As far as I can see, you have several options to handle this case:
- The FHIR services – which offer the FHIR RESTful API – don’t authenticate the user. They authenticate the healthcare application, and the user is invisible to FHIR service, and vice versa
- The FHIR services use OAuth themselves. The healthcare application asks the user to log in to each FHIR service provider independently using OAuth.
- The FHIR Services provide a custom login which allows the healthcare application to pass the OAuth access_token to the FHIR services – they can use this to authenticate the end-user
I find each of these unsatisfactory for different reasons.

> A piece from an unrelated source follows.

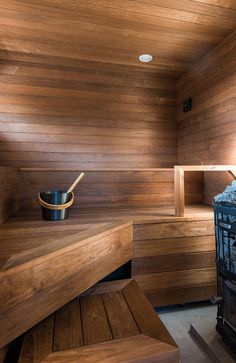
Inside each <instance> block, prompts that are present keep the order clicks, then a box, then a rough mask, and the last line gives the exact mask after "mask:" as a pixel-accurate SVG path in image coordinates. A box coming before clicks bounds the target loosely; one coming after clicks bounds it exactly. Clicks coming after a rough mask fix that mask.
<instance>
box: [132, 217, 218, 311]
mask: <svg viewBox="0 0 236 363" xmlns="http://www.w3.org/2000/svg"><path fill="white" fill-rule="evenodd" d="M212 217H213V216H211V217H210V219H205V220H195V221H193V220H188V221H178V222H176V223H175V222H173V221H172V222H170V221H167V222H161V223H145V224H141V223H140V224H138V223H136V224H135V225H134V259H133V261H132V276H133V277H134V278H135V280H136V281H137V282H138V283H139V285H140V286H141V287H142V289H143V290H144V291H145V293H146V294H147V296H148V298H150V301H151V302H152V303H153V304H154V306H161V305H171V304H182V303H187V302H192V301H201V300H204V299H205V300H208V299H210V298H211V297H212V296H213V295H214V293H216V272H215V238H214V221H213V218H212ZM208 285H210V287H211V288H209V289H207V288H206V289H205V286H208ZM159 293H160V294H159Z"/></svg>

The first option can work just fine, but the user (patient, for example) has no visibility of the data storage, and there’s no really any capacity for the user to share their own data in their own way. Whether that’s good or not depends on the context. If it’s good, then the first option is for you. And so in this case, OAuth is not appropriate on the RESTful server – just some kind of application secret
The second option has the advantage that the user is explicitly aware of the data storage, and manages that directly. They can have multiple data stores, and explicitly grant access to a particular application. That’s a different kind of use case that would work well for a few users, but would simply bamboozle the majority of users, especially those who most need healthcare and to share their data. I think that this would be a problem for the healthcare application offering. But this is the consequence of the RESTful API offering OAuth based authentication. (btw, There’s a supplementary technical problem for a web based healthcare application in this case – at the end of the authentication process, the user will get redirected away from the healthcare application to the RESTful API provider. There’s a variety of options to deal with this, but they all have problems).
The third option works well in practice, but does mean that the FHIR service provider gets the same level of access to the user as the healthcare application – and the healthcare application has to trust the FHIR service provider to impersonate it.
Tim Bray pointed out (thanks!) that there’s a 4th option if you login through Google – as part of the OAuth process, Google returns an OpenID connect JWT token, and rather than sharing the access token, the healthcare application could just pass the id_token to the FHIR Service. The FHIR service could use the id_token to verify the user identity, and that access has been granted to the application by the user. This would mean that the FHIR service has no access to any Google services associated with the user (including getting basic descriptions of the user) – it would need the access token for that. Another problem with this approach is that Facebook doesn’t generate a token like this (or any functional equivalent, so far as I could see anywhere).
Choosing to secure your RESTful api using OAuth isn’t as straightforward as it seems, then.
p.s. My server supports all 3 options from the top list – see the documentation.